Quote Originally Posted by zumbido View Post
That video is silly for a number of reasons. Ask a physics teacher if you're interested. Suffice to say that many, many real-world photo tests have demonstrated that it does matter, for certain (but not all) common conditions. These are extremely easy to find online if you don't feel like going to the library ... google things like "mirror lock-up test".

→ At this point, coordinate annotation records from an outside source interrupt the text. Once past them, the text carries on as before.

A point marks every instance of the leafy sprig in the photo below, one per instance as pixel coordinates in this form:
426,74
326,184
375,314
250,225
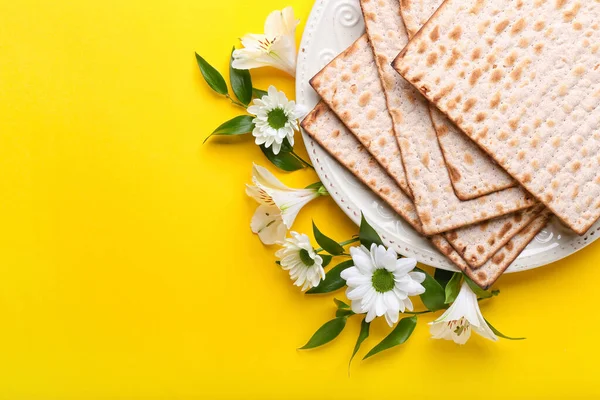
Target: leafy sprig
441,290
241,85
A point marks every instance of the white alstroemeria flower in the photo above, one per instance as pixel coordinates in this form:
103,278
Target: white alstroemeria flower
275,48
279,205
276,119
456,323
299,258
380,283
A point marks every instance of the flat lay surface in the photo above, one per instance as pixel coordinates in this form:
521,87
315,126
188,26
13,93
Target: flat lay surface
129,268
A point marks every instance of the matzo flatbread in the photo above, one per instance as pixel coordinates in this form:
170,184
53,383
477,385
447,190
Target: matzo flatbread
489,273
341,84
416,12
325,128
367,116
477,246
472,172
522,79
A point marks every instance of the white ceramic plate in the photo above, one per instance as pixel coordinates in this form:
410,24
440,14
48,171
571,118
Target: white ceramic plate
332,27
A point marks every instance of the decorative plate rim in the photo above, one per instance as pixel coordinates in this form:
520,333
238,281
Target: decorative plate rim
351,25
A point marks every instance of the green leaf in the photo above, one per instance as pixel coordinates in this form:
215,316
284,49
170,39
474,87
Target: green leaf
239,125
453,288
367,234
326,333
362,336
343,313
283,160
326,259
341,305
434,297
212,76
398,336
500,334
333,281
442,276
259,94
241,82
328,244
481,294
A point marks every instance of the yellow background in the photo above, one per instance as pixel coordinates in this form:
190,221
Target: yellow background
128,269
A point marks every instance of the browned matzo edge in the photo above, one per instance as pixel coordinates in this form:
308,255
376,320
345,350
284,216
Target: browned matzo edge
340,145
572,191
489,273
477,244
387,154
438,208
472,172
326,129
385,26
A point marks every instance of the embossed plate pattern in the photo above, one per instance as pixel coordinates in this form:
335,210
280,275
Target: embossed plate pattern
332,26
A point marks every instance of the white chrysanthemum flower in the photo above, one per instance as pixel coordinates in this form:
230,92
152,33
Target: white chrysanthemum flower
275,48
380,283
299,258
276,119
279,205
464,314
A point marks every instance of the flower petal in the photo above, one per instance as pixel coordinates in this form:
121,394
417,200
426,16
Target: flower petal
362,259
268,224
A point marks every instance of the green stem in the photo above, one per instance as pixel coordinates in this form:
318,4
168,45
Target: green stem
347,242
417,312
306,164
237,103
343,244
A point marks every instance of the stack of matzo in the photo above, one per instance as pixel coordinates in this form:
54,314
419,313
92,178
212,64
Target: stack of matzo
476,127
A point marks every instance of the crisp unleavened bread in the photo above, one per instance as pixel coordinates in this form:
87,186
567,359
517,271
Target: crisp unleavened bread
477,244
438,207
368,117
472,172
522,79
385,28
325,128
489,273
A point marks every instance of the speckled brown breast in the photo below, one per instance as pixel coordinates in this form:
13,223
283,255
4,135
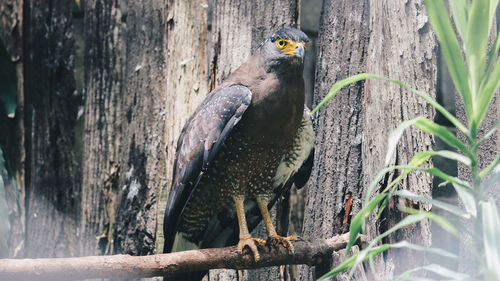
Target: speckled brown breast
243,167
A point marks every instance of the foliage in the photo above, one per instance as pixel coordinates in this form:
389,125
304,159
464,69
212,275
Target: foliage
476,78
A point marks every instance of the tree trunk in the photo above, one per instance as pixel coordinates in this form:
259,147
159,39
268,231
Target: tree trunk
354,130
335,189
404,28
52,179
12,143
103,86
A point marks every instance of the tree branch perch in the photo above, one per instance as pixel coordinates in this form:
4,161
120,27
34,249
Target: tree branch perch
126,266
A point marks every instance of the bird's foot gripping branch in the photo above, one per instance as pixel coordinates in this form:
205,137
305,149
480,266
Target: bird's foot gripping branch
126,266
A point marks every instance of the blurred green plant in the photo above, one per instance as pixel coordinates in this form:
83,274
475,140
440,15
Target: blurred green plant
476,78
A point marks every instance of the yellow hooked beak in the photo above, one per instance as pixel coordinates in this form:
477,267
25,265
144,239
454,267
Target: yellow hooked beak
293,49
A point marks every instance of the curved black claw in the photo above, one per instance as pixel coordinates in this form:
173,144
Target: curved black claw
274,241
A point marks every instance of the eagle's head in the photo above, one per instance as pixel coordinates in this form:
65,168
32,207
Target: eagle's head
287,45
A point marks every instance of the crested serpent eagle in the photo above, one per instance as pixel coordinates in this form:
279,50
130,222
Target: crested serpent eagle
242,148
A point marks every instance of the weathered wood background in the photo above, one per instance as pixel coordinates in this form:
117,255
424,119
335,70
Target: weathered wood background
104,87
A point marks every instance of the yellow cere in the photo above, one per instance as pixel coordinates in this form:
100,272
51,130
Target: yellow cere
289,46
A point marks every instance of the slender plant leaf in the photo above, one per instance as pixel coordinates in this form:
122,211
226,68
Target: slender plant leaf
459,9
370,252
486,94
491,237
467,197
436,203
439,19
444,223
427,126
491,181
438,269
339,85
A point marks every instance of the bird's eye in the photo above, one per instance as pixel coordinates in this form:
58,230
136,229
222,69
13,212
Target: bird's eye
280,43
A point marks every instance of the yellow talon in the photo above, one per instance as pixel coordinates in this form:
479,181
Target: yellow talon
276,240
253,244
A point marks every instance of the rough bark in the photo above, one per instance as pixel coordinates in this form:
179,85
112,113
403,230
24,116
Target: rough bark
103,87
142,154
11,43
335,189
186,72
402,46
236,32
52,177
390,39
127,267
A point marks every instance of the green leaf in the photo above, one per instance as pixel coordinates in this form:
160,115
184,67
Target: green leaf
436,203
486,94
491,235
439,19
459,9
489,133
8,83
370,252
339,85
430,127
443,133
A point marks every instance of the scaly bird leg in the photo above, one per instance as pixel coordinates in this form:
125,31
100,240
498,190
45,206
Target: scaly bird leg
273,238
245,238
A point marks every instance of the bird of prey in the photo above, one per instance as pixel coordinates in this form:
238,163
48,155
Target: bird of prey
242,148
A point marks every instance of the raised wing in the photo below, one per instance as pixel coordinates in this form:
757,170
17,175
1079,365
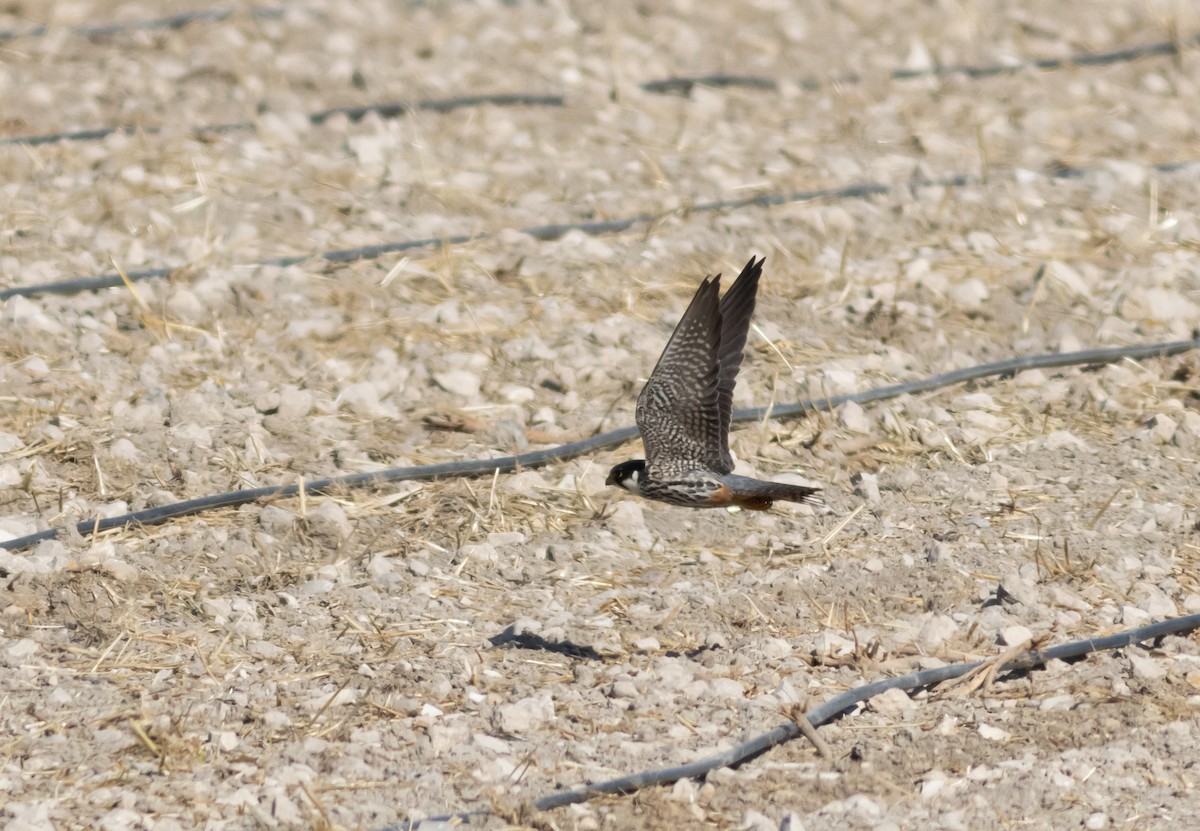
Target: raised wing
735,309
678,411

I post the video because I get tired of seeing posts claiming that a Hasselblad with a 80mm lens or a Nikon SLR with at 50mm lens, both so called normal lenses, cannot be hand held for shutter speed of 1/60 seconds. Which is a bunch of $#!+. Normal body motion, limit cycling, from breathing to the heart pumping cause more motion than the so called mirror slap. Claims that an RF can be hand held for 1/5 second are also a bunch of $#!+. Below 1/[lens focal length] it becomes necessary to use a tripod or set the camera down on a stable surface, some for sooner than others. The duration of mirror slap is so short due to dampening that a 10 second exposure is not going to show any effect, but it may be wise to lock up a mirror on long exposures as a good practice.

If one were to down enough brewskis then at 1/125 or 1/250 seconds one can get blur with either an SLR or RF camera.

Since I have been an engineering professor and technically I am a rocket scientist I will ignore the comment about asking a high school physics teacher posting on line for advice.